4. Il résulte du premier de ces textes, selon lequel le droit d'appel appartient à toute partie qui y a intérêt, que la partie qui a régulièrement saisi une cour d'appel d'un premier appel formé contre un jugement n'est pas recevable à réitérer un appel du même jugement contre le même intimé.

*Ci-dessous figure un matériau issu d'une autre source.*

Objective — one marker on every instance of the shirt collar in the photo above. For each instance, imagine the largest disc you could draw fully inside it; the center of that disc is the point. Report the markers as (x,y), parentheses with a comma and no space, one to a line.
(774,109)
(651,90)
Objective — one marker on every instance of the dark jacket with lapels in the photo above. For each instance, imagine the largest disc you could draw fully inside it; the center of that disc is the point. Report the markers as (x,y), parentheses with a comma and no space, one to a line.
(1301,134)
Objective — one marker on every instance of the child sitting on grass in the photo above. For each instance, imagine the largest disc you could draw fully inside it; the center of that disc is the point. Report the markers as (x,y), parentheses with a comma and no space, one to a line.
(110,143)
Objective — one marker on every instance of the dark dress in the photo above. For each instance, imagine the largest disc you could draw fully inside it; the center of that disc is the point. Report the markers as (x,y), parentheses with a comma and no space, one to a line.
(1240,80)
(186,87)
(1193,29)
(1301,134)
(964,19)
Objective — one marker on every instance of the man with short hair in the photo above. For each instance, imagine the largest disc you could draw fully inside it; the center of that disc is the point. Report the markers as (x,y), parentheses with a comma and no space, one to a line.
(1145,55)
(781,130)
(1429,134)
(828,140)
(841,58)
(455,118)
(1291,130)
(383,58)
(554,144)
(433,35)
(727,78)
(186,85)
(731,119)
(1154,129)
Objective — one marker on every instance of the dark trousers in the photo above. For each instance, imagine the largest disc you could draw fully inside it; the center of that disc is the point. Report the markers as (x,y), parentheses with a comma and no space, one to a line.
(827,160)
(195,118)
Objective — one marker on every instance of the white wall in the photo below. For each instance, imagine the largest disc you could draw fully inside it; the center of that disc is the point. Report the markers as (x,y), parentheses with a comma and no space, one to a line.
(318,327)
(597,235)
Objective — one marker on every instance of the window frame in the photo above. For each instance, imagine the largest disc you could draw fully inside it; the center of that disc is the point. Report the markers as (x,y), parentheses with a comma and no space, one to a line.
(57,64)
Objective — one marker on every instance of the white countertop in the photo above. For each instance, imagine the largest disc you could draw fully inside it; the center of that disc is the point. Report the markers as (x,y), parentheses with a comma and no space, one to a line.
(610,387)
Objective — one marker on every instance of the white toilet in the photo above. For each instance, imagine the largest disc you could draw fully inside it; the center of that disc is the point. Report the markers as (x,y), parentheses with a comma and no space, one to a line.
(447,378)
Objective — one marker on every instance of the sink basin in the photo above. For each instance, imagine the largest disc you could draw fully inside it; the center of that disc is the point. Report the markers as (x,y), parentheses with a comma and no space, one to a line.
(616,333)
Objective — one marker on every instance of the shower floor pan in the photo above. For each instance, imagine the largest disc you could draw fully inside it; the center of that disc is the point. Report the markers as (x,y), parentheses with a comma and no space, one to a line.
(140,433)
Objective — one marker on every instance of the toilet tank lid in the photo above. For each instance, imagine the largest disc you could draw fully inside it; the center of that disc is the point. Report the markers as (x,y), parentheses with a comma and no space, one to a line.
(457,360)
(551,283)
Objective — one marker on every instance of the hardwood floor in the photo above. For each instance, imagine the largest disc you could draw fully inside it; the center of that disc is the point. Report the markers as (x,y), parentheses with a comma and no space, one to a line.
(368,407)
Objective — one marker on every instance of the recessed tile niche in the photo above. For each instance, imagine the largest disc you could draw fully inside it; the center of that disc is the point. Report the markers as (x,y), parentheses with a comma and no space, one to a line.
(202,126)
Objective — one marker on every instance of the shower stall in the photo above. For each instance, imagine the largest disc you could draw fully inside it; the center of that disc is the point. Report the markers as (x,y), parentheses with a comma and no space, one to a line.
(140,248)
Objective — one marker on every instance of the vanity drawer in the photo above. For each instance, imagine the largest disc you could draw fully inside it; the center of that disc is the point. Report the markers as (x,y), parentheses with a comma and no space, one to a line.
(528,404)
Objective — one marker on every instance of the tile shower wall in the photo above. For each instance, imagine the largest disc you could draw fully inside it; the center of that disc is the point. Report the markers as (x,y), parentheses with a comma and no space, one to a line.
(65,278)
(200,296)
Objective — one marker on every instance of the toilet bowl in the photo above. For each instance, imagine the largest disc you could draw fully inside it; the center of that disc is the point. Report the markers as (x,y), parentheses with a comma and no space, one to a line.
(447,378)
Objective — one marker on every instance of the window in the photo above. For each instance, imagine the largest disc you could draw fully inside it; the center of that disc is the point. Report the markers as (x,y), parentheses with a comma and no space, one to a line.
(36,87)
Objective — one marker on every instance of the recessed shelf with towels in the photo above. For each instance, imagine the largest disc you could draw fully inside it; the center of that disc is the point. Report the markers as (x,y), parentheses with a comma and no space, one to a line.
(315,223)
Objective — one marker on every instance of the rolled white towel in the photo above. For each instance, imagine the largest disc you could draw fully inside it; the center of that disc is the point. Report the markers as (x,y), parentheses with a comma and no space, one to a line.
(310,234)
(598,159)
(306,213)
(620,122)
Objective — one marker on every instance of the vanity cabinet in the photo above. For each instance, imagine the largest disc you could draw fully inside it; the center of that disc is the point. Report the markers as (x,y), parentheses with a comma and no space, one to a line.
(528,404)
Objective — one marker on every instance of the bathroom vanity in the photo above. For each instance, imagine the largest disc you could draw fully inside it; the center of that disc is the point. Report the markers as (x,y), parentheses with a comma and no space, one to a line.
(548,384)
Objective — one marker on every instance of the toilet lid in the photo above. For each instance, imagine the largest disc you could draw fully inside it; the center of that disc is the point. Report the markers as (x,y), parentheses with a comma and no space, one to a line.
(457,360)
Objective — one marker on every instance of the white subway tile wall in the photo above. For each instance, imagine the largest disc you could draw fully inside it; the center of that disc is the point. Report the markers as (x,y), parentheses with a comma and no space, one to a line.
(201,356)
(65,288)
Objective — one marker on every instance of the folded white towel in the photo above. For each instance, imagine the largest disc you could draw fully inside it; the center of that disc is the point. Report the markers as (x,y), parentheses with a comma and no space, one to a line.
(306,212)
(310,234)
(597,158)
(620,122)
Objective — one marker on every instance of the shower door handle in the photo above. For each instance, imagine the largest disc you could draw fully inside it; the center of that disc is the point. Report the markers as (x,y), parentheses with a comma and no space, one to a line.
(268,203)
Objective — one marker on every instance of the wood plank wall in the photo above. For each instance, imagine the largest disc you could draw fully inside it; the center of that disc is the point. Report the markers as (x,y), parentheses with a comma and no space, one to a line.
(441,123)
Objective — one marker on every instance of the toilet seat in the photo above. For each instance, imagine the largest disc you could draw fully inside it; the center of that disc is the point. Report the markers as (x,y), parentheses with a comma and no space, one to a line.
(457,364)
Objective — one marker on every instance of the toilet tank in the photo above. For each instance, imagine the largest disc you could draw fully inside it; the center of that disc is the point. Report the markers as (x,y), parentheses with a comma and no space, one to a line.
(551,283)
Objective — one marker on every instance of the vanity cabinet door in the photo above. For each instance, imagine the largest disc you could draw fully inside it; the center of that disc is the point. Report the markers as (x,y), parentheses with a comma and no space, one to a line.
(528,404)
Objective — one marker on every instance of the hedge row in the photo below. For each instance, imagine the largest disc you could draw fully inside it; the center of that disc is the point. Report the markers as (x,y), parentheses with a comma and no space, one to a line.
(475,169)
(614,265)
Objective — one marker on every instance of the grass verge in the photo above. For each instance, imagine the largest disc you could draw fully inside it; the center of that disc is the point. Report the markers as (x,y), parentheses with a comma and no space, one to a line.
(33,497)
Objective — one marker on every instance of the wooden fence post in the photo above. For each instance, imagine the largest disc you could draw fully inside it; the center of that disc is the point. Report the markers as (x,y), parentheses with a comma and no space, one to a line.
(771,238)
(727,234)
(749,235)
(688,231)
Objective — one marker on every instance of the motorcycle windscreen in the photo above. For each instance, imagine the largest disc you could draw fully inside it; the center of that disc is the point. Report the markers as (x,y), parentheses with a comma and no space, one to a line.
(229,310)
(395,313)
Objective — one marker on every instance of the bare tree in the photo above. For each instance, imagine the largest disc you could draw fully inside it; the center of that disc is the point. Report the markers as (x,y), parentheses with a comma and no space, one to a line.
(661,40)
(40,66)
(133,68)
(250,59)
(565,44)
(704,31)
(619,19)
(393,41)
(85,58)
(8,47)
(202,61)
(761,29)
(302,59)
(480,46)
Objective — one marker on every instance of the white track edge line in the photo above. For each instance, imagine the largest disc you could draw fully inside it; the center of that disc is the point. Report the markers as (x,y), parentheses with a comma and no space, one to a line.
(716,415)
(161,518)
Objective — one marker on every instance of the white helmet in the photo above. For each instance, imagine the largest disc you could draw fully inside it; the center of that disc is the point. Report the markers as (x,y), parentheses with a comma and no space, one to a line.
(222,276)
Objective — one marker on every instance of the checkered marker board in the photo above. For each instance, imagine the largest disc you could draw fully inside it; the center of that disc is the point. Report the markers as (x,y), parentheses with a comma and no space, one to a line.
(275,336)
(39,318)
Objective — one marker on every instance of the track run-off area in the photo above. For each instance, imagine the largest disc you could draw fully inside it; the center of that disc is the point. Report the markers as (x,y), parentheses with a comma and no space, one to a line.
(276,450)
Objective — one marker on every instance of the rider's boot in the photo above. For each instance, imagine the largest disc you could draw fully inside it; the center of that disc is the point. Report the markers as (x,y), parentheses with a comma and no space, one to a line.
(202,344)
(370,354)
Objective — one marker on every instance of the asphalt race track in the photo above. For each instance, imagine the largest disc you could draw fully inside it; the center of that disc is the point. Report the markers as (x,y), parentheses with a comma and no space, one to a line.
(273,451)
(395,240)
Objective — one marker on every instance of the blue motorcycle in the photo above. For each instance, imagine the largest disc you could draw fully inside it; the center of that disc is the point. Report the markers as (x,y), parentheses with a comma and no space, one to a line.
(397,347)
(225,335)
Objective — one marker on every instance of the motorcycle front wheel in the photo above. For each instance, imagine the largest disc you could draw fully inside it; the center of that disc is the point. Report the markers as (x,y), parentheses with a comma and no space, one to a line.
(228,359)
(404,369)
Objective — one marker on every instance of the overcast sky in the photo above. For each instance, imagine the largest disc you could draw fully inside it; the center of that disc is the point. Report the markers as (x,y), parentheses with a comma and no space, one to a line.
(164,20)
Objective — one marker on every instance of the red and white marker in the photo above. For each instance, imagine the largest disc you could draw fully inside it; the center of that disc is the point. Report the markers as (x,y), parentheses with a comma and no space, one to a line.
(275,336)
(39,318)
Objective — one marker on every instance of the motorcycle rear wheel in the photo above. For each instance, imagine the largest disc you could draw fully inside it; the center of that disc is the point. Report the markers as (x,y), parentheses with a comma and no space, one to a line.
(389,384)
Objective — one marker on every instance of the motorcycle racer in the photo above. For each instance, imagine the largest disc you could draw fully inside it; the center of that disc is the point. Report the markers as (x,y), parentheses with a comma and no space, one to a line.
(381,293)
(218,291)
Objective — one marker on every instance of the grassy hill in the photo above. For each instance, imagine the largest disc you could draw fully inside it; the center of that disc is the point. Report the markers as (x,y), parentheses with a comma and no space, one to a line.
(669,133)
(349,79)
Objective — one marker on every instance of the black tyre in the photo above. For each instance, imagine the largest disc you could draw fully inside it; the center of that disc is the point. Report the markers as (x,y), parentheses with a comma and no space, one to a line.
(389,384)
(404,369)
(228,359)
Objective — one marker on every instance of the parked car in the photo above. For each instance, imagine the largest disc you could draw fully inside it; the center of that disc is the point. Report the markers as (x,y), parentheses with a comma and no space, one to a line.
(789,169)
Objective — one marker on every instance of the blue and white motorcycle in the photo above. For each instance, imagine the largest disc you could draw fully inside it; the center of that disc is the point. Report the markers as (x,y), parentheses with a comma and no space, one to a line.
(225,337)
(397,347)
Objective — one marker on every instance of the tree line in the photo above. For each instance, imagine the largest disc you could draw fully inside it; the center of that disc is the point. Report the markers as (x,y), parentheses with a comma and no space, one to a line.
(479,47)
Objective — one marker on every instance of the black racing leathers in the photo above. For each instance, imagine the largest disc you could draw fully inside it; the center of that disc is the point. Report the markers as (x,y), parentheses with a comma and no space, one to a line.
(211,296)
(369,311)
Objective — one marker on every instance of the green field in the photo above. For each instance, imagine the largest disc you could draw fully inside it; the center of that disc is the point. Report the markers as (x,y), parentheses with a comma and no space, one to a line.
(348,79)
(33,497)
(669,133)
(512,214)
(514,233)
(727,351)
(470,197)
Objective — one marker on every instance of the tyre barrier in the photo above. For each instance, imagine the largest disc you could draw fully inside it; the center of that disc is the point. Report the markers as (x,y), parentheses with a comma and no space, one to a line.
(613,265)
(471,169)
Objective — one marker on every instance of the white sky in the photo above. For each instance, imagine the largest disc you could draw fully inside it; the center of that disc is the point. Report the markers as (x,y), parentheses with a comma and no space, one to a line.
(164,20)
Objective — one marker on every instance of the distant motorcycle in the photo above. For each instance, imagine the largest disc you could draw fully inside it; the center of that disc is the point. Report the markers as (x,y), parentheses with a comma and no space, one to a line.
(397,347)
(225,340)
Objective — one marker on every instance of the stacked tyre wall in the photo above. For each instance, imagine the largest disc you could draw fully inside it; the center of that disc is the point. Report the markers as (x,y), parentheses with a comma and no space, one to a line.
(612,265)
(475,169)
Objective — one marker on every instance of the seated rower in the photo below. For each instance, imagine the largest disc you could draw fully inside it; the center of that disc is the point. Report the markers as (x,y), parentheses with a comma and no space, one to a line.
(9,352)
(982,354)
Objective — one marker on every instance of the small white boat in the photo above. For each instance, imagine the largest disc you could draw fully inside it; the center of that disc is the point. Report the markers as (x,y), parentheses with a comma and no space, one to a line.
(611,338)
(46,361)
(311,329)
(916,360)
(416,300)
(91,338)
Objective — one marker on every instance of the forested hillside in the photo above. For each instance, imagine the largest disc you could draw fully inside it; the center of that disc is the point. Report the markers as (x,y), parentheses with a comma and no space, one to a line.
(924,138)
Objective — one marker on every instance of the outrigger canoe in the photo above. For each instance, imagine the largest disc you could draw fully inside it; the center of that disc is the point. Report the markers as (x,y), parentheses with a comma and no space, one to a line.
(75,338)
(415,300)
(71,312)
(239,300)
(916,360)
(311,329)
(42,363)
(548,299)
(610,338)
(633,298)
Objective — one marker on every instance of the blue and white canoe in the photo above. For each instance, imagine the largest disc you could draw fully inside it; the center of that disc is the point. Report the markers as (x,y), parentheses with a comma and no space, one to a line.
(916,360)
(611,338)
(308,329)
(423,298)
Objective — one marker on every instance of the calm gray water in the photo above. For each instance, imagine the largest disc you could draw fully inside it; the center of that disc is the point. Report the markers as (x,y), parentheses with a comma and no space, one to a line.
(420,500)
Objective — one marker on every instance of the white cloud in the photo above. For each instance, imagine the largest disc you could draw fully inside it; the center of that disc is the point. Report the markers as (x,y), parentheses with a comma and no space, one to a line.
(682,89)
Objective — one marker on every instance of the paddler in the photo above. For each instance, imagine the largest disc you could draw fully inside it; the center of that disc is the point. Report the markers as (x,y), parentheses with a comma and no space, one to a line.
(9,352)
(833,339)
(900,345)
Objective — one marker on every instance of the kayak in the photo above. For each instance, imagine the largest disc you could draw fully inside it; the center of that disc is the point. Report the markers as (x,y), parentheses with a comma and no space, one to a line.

Selon le second de ces textes, la partie dont l'appel a été déclaré irrecevable n'est plus recevable à former un appel principal contre le même jugement et à l'égard de la même partie.

 

5. Il en découle que la saisine irrégulière d'une cour d'appel, qui fait encourir une irrecevabilité à l'appel, n'interdit pas à son auteur de former un second appel, même sans désistement préalable de son premier appel, sous réserve de l'absence d'expiration du délai d'appel, tant que le premier appel n'a pas été déclaré irrecevable.

 

6. Pour déclarer irrecevable l'appel présenté par M. K... devant la cour d'appel de Versailles, l'arrêt relève qu'il ressort des actes de la procédure suivie par M. K..., qu'après avoir formé appel le 10 octobre 2017 à l'encontre du jugement du conseil de prud'hommes dans l'instance l'opposant à la société Chabé devant la cour d'appel de Paris, ce salarié présentait un même recours contre la même décision, dès le lendemain, devant la cour d'appel de Versailles et que le 17 janvier 2018, son avocat écrivait à la cour d'appel de Paris que « la saisine de votre juridiction étant une erreur, dont je vous prie de bien vouloir m'excuser, je vous remercie de bien vouloir en tirer toutes les conséquences concernant cette déclaration d'appel. »

 

7. L'arrêt en déduit qu'ayant omis de se désister de cet appel devant la cour d'appel de Paris avant d'avoir formé un nouvel appel devant la cour d'appel de Versailles et alors qu'une même partie ne peut interjeter qu'un seul recours contre une même décision, M. K... n'avait pas intérêt à former, le 11 octobre 2017, un second recours contre le jugement déféré en laissant subsister son premier appel.

 

8. En statuant ainsi, alors qu'elle constatait, d'une part, que le premier appel avait été formé devant la cour d'appel de Paris, dans le ressort de laquelle n'est pas situé le conseil de prud'hommes de Nanterre, de sorte qu'il était irrégulier et, d'autre part, que cette irrégularité n'avait donné lieu au prononcé d'une irrecevabilité que postérieurement à la formation du second appel porté devant la cour d'appel de Versailles, celle-ci a violé les textes susvisés.

 

PAR CES MOTIFS, et sans qu'il y ait lieu de statuer sur les autres branches du moyen, la Cour :

 

CASSE ET ANNULE, en toutes ses dispositions, l'arrêt rendu le 29 novembre 2018, entre les parties, par la cour d'appel de Versailles ;

 

Remet l'affaire et les parties dans l'état où elles se trouvaient avant cet arrêt et les renvoie devant la cour d'appel de Versailles autrement composée ;

 

Condamne la société Chabé aux dépens ;

 

En application de l'article 700 du code de procédure civile, rejette la demande formée par la société Chabé et la condamne à payer à M. K... la somme de 3 000 euros ;

 

Dit que sur les diligences du procureur général près la Cour de cassation, le présent arrêt sera transmis pour être transcrit en marge ou à la suite de l'arrêt cassé ;

 

Ainsi fait et jugé par la Cour de cassation, deuxième chambre civile, et prononcé par le président en son audience publique du premier octobre deux mille vingt, et signé par lui et Mme Martinel, conseiller doyen, en remplacement du conseiller rapporteur empêché, conformément aux dispositions des articles 452 et 456 du code de procédure civile.